A friend recently asked me for “the simplest optimization problem I could think of”. This led to a fun discussion of low-level optimization and how the CPU executes your code. And so I decided to share it here.
Let’s make it clear though, that the following will have very little practical use. We’re not just into “it doesn’t make a measurable difference” territory, but also deep into “the compiler will do this for you”. So please, don’t try to apply these “optimizations” to your real-world code to save a clock cycle.

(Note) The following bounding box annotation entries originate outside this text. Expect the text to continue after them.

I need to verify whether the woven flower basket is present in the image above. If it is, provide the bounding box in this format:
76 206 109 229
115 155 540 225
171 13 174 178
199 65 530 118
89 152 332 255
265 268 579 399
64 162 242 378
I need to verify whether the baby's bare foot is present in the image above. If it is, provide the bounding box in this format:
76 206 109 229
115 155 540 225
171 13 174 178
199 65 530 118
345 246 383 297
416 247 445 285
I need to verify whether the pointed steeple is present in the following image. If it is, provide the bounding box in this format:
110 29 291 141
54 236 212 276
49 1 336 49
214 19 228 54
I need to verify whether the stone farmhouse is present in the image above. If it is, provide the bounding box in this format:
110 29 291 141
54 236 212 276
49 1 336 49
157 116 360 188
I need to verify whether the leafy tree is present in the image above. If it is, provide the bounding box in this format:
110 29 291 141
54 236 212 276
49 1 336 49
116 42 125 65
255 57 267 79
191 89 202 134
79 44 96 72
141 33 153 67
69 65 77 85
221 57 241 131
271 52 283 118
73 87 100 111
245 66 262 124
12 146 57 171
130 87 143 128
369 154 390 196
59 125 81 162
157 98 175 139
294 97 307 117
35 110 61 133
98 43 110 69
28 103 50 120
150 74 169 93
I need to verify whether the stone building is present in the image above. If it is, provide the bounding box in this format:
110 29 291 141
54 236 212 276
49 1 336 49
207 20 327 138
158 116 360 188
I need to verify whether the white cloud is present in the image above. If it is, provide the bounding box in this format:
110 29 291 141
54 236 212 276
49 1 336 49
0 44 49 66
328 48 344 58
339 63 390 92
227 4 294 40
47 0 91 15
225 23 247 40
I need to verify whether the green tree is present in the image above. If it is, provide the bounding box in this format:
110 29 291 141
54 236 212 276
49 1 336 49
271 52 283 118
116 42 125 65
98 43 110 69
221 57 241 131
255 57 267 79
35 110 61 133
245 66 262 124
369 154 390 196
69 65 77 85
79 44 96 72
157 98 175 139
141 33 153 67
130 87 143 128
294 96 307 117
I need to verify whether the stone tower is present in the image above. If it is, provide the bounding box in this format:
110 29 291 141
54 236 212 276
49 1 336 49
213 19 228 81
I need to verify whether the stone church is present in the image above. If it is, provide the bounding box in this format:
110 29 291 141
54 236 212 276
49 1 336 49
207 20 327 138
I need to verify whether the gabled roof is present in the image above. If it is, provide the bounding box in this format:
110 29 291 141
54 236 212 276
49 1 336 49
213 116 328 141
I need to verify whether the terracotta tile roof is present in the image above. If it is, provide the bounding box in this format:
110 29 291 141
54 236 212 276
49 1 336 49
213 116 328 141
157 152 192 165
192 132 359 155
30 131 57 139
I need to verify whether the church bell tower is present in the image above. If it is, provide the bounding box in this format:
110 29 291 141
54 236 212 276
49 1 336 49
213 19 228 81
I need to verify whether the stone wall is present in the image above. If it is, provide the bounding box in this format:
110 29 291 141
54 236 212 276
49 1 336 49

This is merely intended as a thought experiment, illustrating some of the factors that makes performance so difficult to predict. And now, with that disclaimer in place, let’s get on with it:
The problem
The “problem” I came up with was the evaluation of x+x+x+x. This was the simplest snippet of code I could think of for which optimization is possible. For the sake of this discussion, let us assume that x is an integer.
A naive compiler will evaluate this code as ((x+x)+x)+x. In other words, it will evaluate one addition, feed that result to the second addition, and then finally feed the result of that to the third addition.
Optimization #1
The optimization I suggested was to evaluate it as (x+x)+(x+x) instead. And why is this faster?
A modern CPU is superscalar — that is, it is able to execute multiple instructions every clock cycle. Depending on the CPU model, it can probably execute three or four instructions belonging from the same thread every cycle.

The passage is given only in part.